ZÜRICH, 9. September 2020 (PRNewswire) – ABB hat eine gemeinsame Studie mit der Boston Consulting Group veröffentlicht, die den Titel „The Strategic Case for Hybrid AC/DC Power: Shaping the Transition to the Next Electrical Architecture“ trägt. In diesem Papier wird argumentiert, dass sich die Technologie des Gleichstroms (DC) von Nischenanwendungen zu einer zentralen Rolle in der industriellen, kommerziellen und digitalen Infrastruktur bewegt.

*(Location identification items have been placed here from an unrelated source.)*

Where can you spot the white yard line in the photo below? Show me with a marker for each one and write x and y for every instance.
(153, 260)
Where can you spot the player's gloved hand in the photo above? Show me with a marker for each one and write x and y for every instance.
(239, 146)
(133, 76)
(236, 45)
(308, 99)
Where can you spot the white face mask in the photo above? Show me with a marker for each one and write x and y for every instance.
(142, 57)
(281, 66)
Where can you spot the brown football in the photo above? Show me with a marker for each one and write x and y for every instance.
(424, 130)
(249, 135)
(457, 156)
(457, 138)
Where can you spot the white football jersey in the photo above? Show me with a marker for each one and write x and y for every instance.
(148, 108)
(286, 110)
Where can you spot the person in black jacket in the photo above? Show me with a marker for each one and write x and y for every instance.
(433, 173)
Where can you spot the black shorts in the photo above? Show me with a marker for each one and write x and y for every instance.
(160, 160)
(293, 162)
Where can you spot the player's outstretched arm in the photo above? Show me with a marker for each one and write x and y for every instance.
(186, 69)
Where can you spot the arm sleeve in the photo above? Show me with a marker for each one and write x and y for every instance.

Die Autoren betonen, dass das zukünftige Netz nicht den Wechselstrom (AC) ersetzen wird, sondern AC für die Übertragung und regionale Verteilung sowie Gleichstrom für Anlagen, in denen die Erzeugung, Speicherung und Belastung schon auf Gleichstrom basieren, kombinieren wird. Der rasche Wachstum bei Solar-Photovoltaik, Batteriespeicherung, Elektrofahrzeugen, datenintensiven Rechenzentren mit Unterstützung durch KI und Automatisierungssystemen schafft starke Anreize, Umrüstungen zu reduzieren, die Effizienz zu verbessern und die benutzbare Kapazität der bestehenden Netzanschlüsse zu erhöhen.
Die Berichte betonen, dass KI-Rechenzentren als der unmittelbarste Katalysator hervorgehoben werden müssen. Dem Bericht zufolge entwickelt sich eine 800-Volt-DC-Verteilung zur bevorzugten Architektur für nächste Generationen von KI-Lasten, wodurch Betreiber die Rechenleistung innerhalb der Grenzen der begrenzten Stromversorgung maximieren und den Energieverbrauch senken können.
Über Rechenzentren hinaus identifiziert die Studie Möglichkeiten für DC in Automatisierungsintensiven Produktionsbetrieben, kommerziellen Gebäuden und, längerfristig, in Wohnräumen. Zu den Vorteilen zählen geringere Umstellungskosten, eine reibungslosere Integration der erneuerbaren Energien und der Speicherung bei den Betriebsstätten sowie eine grössere Betriebssicherheit.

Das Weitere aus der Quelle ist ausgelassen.